LocationVila Praia de Âncora (Caminha, Viana do Castelo)
SubjectA atmosfera e as condições climatéricas
Informant(s) Agesilau
SurveyALLP
Survey year1985
Interviewer(s)Gabriela Vitorino
TranscriptionSandra Pereira
RevisionErnestina Carrilho
POS annotationSandra Pereira
Syntactic annotationCatarina Magro
LemmatizationDiana Reis

Text: -


[1]
INF Eu e um filho meu este meu filho uma ocasião bem, a senho-
[2]
Era o fogo da Senhora da Bonança.
[3]
Ainda ele era pequenino tinha ele para aí o quê?
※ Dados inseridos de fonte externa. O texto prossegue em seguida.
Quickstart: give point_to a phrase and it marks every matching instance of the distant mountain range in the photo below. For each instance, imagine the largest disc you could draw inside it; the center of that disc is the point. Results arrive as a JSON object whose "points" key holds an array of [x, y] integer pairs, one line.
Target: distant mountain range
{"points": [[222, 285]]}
Cinco anos
[4]
e levei-o comigo ao mar, pequenino.
[5]
E fomos à pesca do pancho, ali perto, perto daquele sanatório, aqui por fora.
[6]
Eu estava a ver que morria que o rapaz que me morria.
[7]
INF Vou-lhe contar.
[8]
É que eu vi-me vi-me atrapalhado.
[9]
Eu, quando saí do porto
[10]
Ainda não morava ali naquela casa,
[11]
ainda não tinha casa.
[12]
Eu estava a morar por baixo do
[13]
Sabe onde é que é o posto dos guardas, acolá em baixo?
[14]
Eu morava ali, numa casa alugada.
[15]
Pagava, naquele tempo, oitenta escudos.
[16]
Andava eu na pesca do bacalhau.
[17]
E dia de fogo de Senhora da Bonança, que era num sábado, apeteceu-me ir ao mar, numa embarcação que era do falecido meu pai, nu-, nu- numa gamelinha pequenina.
[18]
Não havia motores,
[19]
era à ve- era a remos.
[20]
E eu pego no meu filho, que era pequeno para aí cinco, cinco anos, até seis anos, talvez não os tivesse ,
[21]
e levei-o comigo.
[22]
O mar estava bom!
[23]
Mar Mar como está aqui, chãozinho, calminho, como está aqui!
[24]
E eu pego no rapaz,
[25]
disse eu para a minha mulher: "Aida, vou pilhar um bocado de peixe"!
[26]
"Não vás homem, que é dia é dia de Senhora da Bonança".
[27]
"Vou"!
[28]
E eu tinha isca, desta isca que se apanha aqui nestas nestas pedras, no mexilhão, destas minhocas assim gran-, minhocas.
[29]
INF Minhoca.
[30]
Chama-se is- isca,
[31]
mas é é umas minhocas que , no mexilhão.
[32]
INF Sim.
[33]
Cava-se Escava-se com uma sachola
[34]
[pausa] e aquela isca está debaixo do
[35]
e aquela minhoca está debaixo da is- debaixo do mexilhão.
[36]
É.
[37]
Larotes assim grandes!
[38]
E eu apanhei muita isca, e ao outro di- apanhei de véspera
[39]
e ao outro dia, vou eu e o meu rapaz.
[40]
Levei-o comigo.
[41]
INF Nós [pausa] afundeámos,
[42]
de- demos,
[43]
largámos nós chamamos-lhe poitada.
[44]
Sabe o que é uma poitada?
[45]
É uma pedra, grande, assim grandinha,
[46]
amarra-se-lhe a corda,
[47]
bota-se para o fundo, para afundear a embarcação, para afundear a embarcação.
[48]
E ali estivemos.
[49]
Estivemos.
[50]
Ora, eu levei levei sardinhas,
[51]
e peguei num pedaço de rede dessa como , fininha do camarão
[52]
e botei aquelas sardinhas naquela redinha,
[53]
botei-lhe uma pedra,
[54]
botei-lhe uma linha para o fundo
[55]
Ora, aquilo, aquela sardinha, foi-se desfazendo,
[56]
e o peixe, que estava ali pelo lado, veio todo parar à minha beira, ali, debaixo da emba- da embarcação.
[57]
Era ter linha para apanhar peixe, os tais panchinhos os tais panchos que são assim, ó, assim e assim e assim e fanecas!
[58]
INF E fanecas.
[59]
Fanecas boas!
[60]
E eu pus-lhe uma linhinha pa- para ele.
[61]
Ele estava assim à , assentadinho.
[62]
E eu à proa, porque tinha mais blindança para alar a poitada e tudo.
[63]
E eu pu-lo à com uma linhinha.
[64]
Ai, e pilhou!
[65]
Ele era tão nov- nov-!
[66]
Eu me ria.
[67]
E eu tanto me ri que depois comecei a chorar!
[68]
Caiu uma trovoada!
[69]
Caiu uma tem- uma trovoada, veio um um trovão!
[70]
Depois, deu em cair chuva,
[71]
caiu uma faísca em cima daquele sanatório, que manda um estampido que ele ele tem , ele tem pa-, rai-, tem,- tem o [pausa] pára-raios, tem.
[72]
E caí- E aquela faísca deu um tam- um estampido que veio para ali:
[73]
"Ai, meu pai, que vamos morrer todos"!
[74]
"Ó meu filho, não te assustes"!
[75]
E eu fui acolá à, à à poitada, à corda,
[76]
alei,
[77]
alei a poitada.
[78]
Eu, ali naquele tempo, eu tinha força como um leão, Jesus!